Kaiju requires at least three arguments:

kaiju -t nodes.dmp -f kaiju_db_*.fmi -i inputfile.fastq

Replace kaiju_db_*.fmi by the actual .fmi file depending on the selected database. For example, when running kaiju-makedb -s refseq, the corresponding index file is refseq/kaiju_db_refseq.fmi.

For paired-end reads use -i firstfile.fastq and -j secondfile.fastq.

The reads must be in the same order in both files. Kaiju will strip suffixes from the read names by deleting all characters after a / or space. The read names are then compared between the first and second file and an error is issued if they are not identical.

Kaiju can read input files in FASTQ and FASTA format, which may also be gzip-compressed.

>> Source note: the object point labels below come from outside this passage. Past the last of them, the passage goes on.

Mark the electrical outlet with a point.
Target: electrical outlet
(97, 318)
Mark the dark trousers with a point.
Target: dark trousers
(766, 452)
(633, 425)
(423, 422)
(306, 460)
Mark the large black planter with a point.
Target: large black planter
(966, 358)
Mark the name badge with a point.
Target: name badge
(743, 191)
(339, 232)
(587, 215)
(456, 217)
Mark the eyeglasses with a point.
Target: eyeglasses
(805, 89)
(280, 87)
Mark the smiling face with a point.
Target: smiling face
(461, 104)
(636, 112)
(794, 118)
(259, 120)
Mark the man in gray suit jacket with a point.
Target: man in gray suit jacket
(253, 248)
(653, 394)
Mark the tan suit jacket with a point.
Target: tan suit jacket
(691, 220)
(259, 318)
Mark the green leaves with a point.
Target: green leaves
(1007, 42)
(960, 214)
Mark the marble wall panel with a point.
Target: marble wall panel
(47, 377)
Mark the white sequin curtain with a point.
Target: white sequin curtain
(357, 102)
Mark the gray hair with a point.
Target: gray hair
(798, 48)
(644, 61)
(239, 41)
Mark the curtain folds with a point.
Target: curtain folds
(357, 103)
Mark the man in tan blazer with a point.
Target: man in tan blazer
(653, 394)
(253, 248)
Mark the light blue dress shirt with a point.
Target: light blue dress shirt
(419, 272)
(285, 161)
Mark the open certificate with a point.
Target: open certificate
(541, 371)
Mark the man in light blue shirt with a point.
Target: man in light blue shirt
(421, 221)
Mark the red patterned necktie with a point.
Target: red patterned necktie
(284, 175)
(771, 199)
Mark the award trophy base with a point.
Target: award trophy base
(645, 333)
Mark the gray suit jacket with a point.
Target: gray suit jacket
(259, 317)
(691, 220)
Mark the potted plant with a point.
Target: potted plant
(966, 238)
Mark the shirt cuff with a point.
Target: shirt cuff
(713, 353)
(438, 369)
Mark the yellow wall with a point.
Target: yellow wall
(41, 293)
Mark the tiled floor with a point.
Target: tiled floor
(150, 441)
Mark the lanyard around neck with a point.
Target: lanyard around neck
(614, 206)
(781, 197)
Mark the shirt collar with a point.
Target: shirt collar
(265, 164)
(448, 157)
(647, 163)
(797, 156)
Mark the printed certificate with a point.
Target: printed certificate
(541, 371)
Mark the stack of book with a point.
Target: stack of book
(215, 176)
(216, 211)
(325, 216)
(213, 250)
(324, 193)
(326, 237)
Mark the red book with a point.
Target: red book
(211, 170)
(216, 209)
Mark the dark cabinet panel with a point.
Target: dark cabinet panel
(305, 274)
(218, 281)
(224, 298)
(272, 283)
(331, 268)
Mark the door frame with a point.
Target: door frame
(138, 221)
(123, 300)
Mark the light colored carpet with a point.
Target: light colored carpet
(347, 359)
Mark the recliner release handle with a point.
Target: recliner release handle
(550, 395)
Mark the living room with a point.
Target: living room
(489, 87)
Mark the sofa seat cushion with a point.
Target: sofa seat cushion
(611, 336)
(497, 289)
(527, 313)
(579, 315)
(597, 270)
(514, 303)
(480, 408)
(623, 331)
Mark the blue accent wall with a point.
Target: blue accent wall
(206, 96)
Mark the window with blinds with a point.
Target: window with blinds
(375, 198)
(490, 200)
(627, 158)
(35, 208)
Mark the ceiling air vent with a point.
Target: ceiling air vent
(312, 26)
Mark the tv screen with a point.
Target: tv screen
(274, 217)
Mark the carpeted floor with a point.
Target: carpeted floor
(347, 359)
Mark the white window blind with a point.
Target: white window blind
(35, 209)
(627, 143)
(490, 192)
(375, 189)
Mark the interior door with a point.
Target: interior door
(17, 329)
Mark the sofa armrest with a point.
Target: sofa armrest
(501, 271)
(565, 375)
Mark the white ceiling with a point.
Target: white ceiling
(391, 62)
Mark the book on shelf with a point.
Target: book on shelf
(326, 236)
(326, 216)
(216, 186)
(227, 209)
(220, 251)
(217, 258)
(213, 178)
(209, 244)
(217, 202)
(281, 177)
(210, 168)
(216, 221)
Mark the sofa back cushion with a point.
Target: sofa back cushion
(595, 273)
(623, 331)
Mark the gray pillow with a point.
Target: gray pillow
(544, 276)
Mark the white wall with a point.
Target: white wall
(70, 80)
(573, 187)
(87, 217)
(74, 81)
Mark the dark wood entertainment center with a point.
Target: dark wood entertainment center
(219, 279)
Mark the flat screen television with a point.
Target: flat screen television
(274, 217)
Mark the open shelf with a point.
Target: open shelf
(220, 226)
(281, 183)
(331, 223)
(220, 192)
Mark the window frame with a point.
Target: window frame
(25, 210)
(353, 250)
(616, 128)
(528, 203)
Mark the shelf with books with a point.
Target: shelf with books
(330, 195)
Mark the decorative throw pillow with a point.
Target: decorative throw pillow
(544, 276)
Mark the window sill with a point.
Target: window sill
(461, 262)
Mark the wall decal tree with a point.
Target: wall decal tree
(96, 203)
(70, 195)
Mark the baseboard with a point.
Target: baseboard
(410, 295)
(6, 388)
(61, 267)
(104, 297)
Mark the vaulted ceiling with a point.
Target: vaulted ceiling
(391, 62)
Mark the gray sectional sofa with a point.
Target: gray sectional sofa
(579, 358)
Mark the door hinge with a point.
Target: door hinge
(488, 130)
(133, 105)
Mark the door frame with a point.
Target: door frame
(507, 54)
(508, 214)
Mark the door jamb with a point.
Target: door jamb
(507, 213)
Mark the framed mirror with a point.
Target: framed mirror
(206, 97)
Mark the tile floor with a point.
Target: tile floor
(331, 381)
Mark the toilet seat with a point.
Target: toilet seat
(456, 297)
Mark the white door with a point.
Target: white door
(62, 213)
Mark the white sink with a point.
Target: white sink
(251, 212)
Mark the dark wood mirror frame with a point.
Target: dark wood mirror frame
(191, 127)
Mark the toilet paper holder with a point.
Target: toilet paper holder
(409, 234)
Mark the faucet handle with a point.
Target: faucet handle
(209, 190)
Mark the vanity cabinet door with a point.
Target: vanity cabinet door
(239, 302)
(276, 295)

By default, Kaiju will print the output to the terminal (STDOUT). The output can also be written to a file using the -o option:

kaiju -t nodes.dmp -f kaiju_db.fmi -i inputfile.fastq -o kaiju.out

Kaiju can use multiple parallel threads, which can be specified with the -z option, e.g. for using 25 parallel threads:

kaiju -z 25 -t nodes.dmp -f kaiju_db.fmi -i inputfile.fastq -o kaiju.out

kaiju-multi

While kaiju can only process one input, kaiju-multi can take a comma-separated list of input files (and optionally output files) for processing multiple samples at once:

kaiju-multi -z 25 -t nodes.dmp -f kaiju_db.fmi -i sample1_R1.fastq,sample2_R1.fastq,sample3_R1.fastq -j sample1_R2.fastq,sample2_R2.fastq,sample3_R2.fastq  -o sample1.out,sample2.out,sample3.out

These lists must have the same length. It's also possible to merge all outputs into one file using output redirection:

kaiju-multi -z 25 -t nodes.dmp -f kaiju_db.fmi -i sample1_R1.fastq,sample2_R1.fastq,sample3_R1.fastq -j sample1_R2.fastq,sample2_R2.fastq,sample3_R2.fastq > all_samples.out

Run modes

The default run mode is Greedy with three allowed mismatches. The number of allowed mismatches can be changed using option -e.

In Greedy mode, matches are filtered by a minimum length and score, but also by their E-value (similar to blastp), which can be adjusted with the option -E. The default value is 0.01. The cutoffs for minimum required match length and match score can be changed using the options -m (default: 11) and -s (default: 65).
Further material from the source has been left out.